As a psychologist specializing in Alzheimer’s, Helena knew what lay ahead when she was diagnosed with the disease. She did the right thing: drew up papers designating her power of attorney and preparing a health-care directive long before she was declared mentally incompetent, in May 2005. Her husband would be the one to take care of her, with a close friend as an alternative. Her wishes were set out in official documents. That would have been fine, if her brother hadn’t swooped in and jetted off with her to the U.K. Once Helena was moved beyond Canada’s borders, her wishes, as outlined in those documents, essentially became unenforceable.


Her husband pleaded to have the brother charged criminally with kidnapping. Nothing happened. He fought in Canadian and British courts to get her back. Nothing worked. Sandy, along with the help of Canadian diplomats, finally located her again in a psychiatric hospital in northern England in February 2006.


It was still months before he could see Helena. And still, he had to prove to the panel and an independent mental capacity advocate to prove that he was her official caregiver. An arduous and lengthy process that shouldn’t have been necessary if the power of attorney and health-care directive documents prepared in Nova Scotia carried any weight across borders.

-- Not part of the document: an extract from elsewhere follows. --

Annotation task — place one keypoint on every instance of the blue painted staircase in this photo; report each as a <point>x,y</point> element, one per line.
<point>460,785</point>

The case, as outlined in our Legal Report on Wills and Estates on page 49, highlights the need for changes in legislation to protect vulnerable adults from ending up in similar situations, particularly as the number of elderly people in society is increasing. Within Canada there is a trend toward having documents created in one jurisdiction recognized in another, but outside the boundaries of Canada, there’s practically no protection.

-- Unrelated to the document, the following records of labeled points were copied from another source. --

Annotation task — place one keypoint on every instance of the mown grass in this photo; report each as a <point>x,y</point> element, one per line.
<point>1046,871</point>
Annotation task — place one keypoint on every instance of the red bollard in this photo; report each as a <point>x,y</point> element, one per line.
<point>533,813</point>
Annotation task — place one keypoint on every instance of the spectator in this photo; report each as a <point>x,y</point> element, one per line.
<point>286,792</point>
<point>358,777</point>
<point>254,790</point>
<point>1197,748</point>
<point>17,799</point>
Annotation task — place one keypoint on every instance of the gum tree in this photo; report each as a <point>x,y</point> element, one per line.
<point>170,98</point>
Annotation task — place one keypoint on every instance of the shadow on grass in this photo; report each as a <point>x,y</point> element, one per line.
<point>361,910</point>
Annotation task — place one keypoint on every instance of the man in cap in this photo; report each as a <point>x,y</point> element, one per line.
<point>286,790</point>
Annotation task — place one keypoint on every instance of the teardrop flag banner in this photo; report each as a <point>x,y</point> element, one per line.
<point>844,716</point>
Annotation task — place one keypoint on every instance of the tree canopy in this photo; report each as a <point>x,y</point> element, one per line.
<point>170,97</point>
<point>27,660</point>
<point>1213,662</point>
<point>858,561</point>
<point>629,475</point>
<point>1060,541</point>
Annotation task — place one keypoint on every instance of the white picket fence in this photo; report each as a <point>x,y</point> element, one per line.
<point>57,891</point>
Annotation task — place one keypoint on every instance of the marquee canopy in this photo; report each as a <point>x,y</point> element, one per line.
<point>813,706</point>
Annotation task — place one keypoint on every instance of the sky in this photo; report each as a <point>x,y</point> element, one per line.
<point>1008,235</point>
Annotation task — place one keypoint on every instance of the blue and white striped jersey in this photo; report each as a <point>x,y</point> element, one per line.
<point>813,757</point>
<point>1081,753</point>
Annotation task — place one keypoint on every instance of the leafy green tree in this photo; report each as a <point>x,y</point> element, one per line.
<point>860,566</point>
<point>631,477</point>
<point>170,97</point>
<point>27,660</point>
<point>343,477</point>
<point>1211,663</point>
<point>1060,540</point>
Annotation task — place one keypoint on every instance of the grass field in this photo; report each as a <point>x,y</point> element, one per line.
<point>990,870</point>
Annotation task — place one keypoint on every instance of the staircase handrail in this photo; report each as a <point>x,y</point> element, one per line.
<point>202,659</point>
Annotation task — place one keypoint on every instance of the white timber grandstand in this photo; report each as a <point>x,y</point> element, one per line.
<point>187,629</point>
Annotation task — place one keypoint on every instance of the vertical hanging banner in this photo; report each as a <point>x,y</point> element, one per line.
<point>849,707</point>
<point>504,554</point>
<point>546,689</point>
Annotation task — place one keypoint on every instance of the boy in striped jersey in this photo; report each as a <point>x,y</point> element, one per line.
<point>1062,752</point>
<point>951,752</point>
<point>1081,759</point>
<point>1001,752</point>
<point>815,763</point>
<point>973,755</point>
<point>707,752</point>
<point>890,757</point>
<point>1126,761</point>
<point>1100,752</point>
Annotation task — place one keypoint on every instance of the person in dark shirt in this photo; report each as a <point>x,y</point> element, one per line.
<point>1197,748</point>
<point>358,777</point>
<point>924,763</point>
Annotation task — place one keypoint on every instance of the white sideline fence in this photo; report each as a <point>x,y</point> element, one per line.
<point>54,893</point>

The Hague Convention on International Protection of Adults was struck in 2000 yet very few countries in the world have signed on — Canada is not one, neither is the U.S. — even though 40 countries were part of the negotiations leading to the agreement. So far, ratification of the convention has not been much of a priority for the “new” Conservative government. Defence Minister Peter MacKay, who is from Nova Scotia, has taken a personal interest in Helena Munroe’s case. He is a powerful member of the current government and perhaps his involvement in the resolution of this affair will prompt him to push for more action on the federal front.


With Canada being a nation of immigrants who have family all over the world, and the numbers of older people growing, Canada needs to create legislation to protect vulnerable adults that put into law the recognition of their written wishes so they are applied evenly across the country, but also move forward on international agreements that would extend those same protections.


It may not be the sexiest issue out there, but our mother and fathers, grandmothers and grandfathers deserve at least that much from our politicians.